This paper traces the development of scholarship devoted to Isis for more than a century, culminating in the present-day collective effort among numerous scholars to recognize the complex and varied nature of this goddess. The 1884 publication of the thesis of Georges Lafaye, Histoire du culte des divinités d’Alexandrie hors de l’Égypte, gave birth to a new field of research, one devoted to the interaction between Egyptian civilization and the classical Greco-Roman world, particularly the diffusion of the worship of several divine figures (Isis, Sarapis, Harpocrates, and Anubis). This concept of diffusion was “sacralized” in a certain manner by the extraordinary synthesis of Franz Cumont first published in 1906 (and reprinted multiple times), Les Religions orientales dans le paganisme romain (Cumont 1906). Cumont’s notion of “Oriental cults” was an immense success, even giving birth, half a century later, to the now classic collection of Études préliminaires aux religions orientales dans l’empire romain, founded in 1961 in Leiden by a former student of Cumont, Maarten J. Vermaseren, and greatly augmented by the French Egyptologist Jean Leclant, who at Paris’s École Pratique des Hautes Études held a chair bearing the title “Histoire de la diffusion des cultes égyptiens.” For more than twenty-five years, the concepts of “religions orientales” and “diffusion des cultes” gave rise to many important publications, mainly corpora of inscriptions or other objects from a particular territory or divinity’s cult, and these enormously rich and precious collections rarely, if ever, questioned Cumont’s brilliant work. Robert Turcan’s fine book entitled Les cultes orientaux dans le monde romain (Turcan 1989) was proof of Cumont’s continued influence, even if the title of the 1996 English edition, The Cults of the Roman Empire, already showed some evolution away from his categorization.
Even as, under the influence of Leclant, there still appeared in 2001 an Atlas de la diffusion des cultes isiaques (Bricault 2001), the simplistic and monolithic vision of a religious outflow coming from the East and breaking upon Rome began to crack. A new generation of scholars, trained in interdisciplinarity and relying on both the exceptional documentation gathered for the past century and new approaches in an effervescing area of scholarship, would radically revitalize this research field, challenging old concepts while presenting new ones. Furthermore, an ongoing reconsideration of the nature of the Isiac cults as well as relations between Egypt and the rest of the Greco-Roman world based on the sources continues to be greatly facilitated by the establishment of several rigorously produced projects: the epigraphical and numismatic corpora of Laurent Bricault (Bricault 2005; Bricault 2008); Kathrin Kleibl’s archaeological catalog, devoted to all known Isis sanctuaries (Kleibl 2009); the creation of the Bibliotheca Isiaca (2008–), a regularly published collection of studies directed by Bricault and Richard Veymiers; and, soon, the iconographical series Thesaurus Iconographicus Cultuum Isiacorum (ThICIs), a work in progress directed by Veymiers. Complementing such tools are the conference volumes produced as the result of international conferences that were organized for young and established scholars (e.g., Bricault/Versluys/Meyboom 2007, Bricault/Versluys 2012, Bricault/Versluys 2014, Gasparini/Veymiers forthcoming).
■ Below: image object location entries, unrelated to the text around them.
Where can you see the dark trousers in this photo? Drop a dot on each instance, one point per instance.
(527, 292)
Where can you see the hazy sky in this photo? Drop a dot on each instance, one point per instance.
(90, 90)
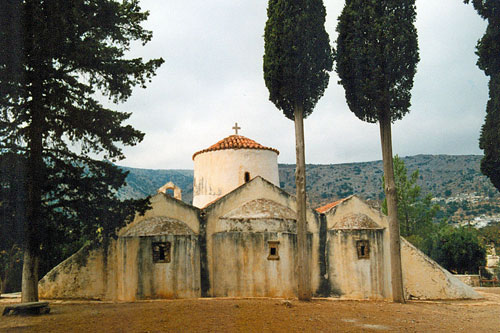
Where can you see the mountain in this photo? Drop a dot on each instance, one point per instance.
(450, 178)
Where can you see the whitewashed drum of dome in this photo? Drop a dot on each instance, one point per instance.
(230, 163)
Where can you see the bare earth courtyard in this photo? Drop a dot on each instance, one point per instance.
(276, 315)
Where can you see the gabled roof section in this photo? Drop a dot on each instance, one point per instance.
(157, 226)
(235, 142)
(261, 209)
(356, 221)
(327, 207)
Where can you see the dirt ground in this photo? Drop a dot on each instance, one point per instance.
(250, 315)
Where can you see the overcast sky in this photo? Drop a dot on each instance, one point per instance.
(212, 77)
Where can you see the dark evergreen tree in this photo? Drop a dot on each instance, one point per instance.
(376, 57)
(54, 56)
(488, 50)
(297, 60)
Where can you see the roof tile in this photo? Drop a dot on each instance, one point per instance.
(235, 142)
(327, 207)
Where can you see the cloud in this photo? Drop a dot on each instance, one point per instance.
(212, 77)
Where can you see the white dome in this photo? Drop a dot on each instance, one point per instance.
(228, 164)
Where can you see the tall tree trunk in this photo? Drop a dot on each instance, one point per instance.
(303, 266)
(392, 209)
(35, 177)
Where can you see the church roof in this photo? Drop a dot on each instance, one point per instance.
(327, 207)
(157, 226)
(235, 142)
(356, 221)
(261, 209)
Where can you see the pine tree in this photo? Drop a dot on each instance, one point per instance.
(297, 59)
(488, 50)
(54, 56)
(376, 57)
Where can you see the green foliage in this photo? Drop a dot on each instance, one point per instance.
(376, 56)
(297, 54)
(488, 50)
(54, 56)
(491, 235)
(457, 249)
(415, 212)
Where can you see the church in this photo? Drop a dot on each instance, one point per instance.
(238, 239)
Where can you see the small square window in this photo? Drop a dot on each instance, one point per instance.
(273, 250)
(161, 252)
(363, 248)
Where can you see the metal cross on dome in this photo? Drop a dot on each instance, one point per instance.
(236, 128)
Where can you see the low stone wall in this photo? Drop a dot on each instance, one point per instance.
(469, 279)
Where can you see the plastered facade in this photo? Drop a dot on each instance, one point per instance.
(224, 250)
(216, 173)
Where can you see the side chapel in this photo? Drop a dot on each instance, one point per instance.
(238, 239)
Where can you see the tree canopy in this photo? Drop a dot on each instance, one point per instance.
(297, 55)
(55, 55)
(297, 59)
(488, 50)
(376, 56)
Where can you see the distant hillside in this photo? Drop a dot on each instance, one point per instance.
(443, 175)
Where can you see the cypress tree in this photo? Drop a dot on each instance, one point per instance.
(488, 50)
(376, 57)
(54, 56)
(297, 59)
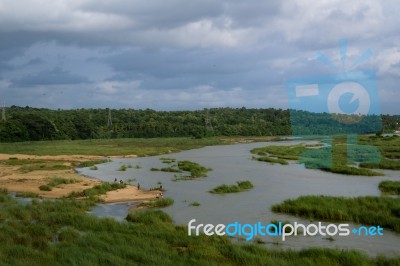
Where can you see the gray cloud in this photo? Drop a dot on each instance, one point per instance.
(55, 76)
(206, 53)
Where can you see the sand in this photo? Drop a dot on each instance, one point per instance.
(14, 180)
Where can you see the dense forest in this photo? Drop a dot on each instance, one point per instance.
(27, 124)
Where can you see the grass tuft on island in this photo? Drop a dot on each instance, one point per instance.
(95, 191)
(390, 187)
(45, 232)
(157, 203)
(383, 211)
(56, 181)
(337, 156)
(93, 162)
(241, 186)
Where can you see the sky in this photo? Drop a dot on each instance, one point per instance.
(188, 55)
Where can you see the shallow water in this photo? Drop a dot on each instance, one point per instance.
(272, 184)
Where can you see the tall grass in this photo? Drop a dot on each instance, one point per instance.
(390, 187)
(196, 170)
(56, 181)
(62, 233)
(157, 203)
(93, 162)
(241, 186)
(381, 211)
(96, 190)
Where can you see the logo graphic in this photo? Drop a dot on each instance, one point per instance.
(342, 103)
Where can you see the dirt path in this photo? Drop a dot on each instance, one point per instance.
(13, 179)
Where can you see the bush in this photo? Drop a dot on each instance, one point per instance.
(391, 187)
(241, 186)
(158, 203)
(45, 188)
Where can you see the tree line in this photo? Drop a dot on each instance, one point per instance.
(31, 124)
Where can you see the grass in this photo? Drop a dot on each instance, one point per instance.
(158, 203)
(167, 160)
(56, 181)
(381, 211)
(287, 229)
(93, 162)
(241, 186)
(390, 187)
(170, 170)
(96, 190)
(339, 157)
(383, 164)
(61, 232)
(195, 204)
(272, 160)
(196, 170)
(27, 195)
(45, 188)
(111, 147)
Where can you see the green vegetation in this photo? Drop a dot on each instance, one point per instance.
(335, 157)
(196, 170)
(390, 187)
(93, 162)
(158, 203)
(287, 229)
(271, 160)
(381, 211)
(26, 195)
(61, 180)
(96, 190)
(56, 181)
(34, 124)
(60, 232)
(195, 204)
(241, 186)
(29, 165)
(383, 164)
(167, 160)
(388, 146)
(45, 188)
(170, 170)
(109, 147)
(122, 168)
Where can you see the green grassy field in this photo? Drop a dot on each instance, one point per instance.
(381, 211)
(64, 234)
(390, 187)
(241, 186)
(340, 157)
(116, 147)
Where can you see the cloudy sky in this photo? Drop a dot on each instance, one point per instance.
(179, 54)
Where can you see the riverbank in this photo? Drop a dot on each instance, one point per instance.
(31, 174)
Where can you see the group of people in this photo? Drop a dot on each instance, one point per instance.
(116, 181)
(159, 195)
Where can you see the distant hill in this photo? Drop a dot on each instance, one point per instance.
(26, 123)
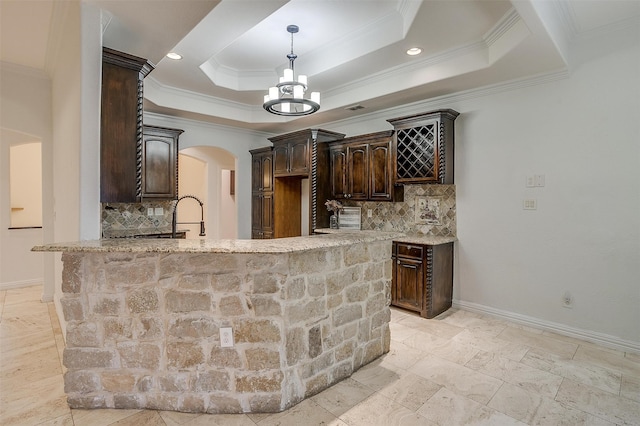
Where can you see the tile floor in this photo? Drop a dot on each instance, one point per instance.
(461, 369)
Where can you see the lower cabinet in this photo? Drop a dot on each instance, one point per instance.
(422, 278)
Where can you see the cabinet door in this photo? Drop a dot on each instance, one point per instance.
(380, 171)
(280, 160)
(409, 283)
(267, 173)
(338, 157)
(299, 157)
(159, 165)
(357, 172)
It thus appeared that the cults were not – far from it – the only vector of these relations, but that they were interwoven into a network of connections: cultic, cultural, economic and human. If the concept of cultic dissemination remained fundamental, it was only one stage of the process. For the relationship between divinity and worshippers to be established sustainably, reception, implantation, and finally appropriation were equally essential. As this paper shows, it is this kaleidoscope of interpretationes variae – graeca, romana, judaica, christiana, and even aegyptiana, since Isis returned to Egyptian soil after her peregrinations around the Mediterranean, subsequently co-existing with her ancestral forms – that current research endeavors to analyze and place in the global context of the Greco-Roman Mediterranean koine.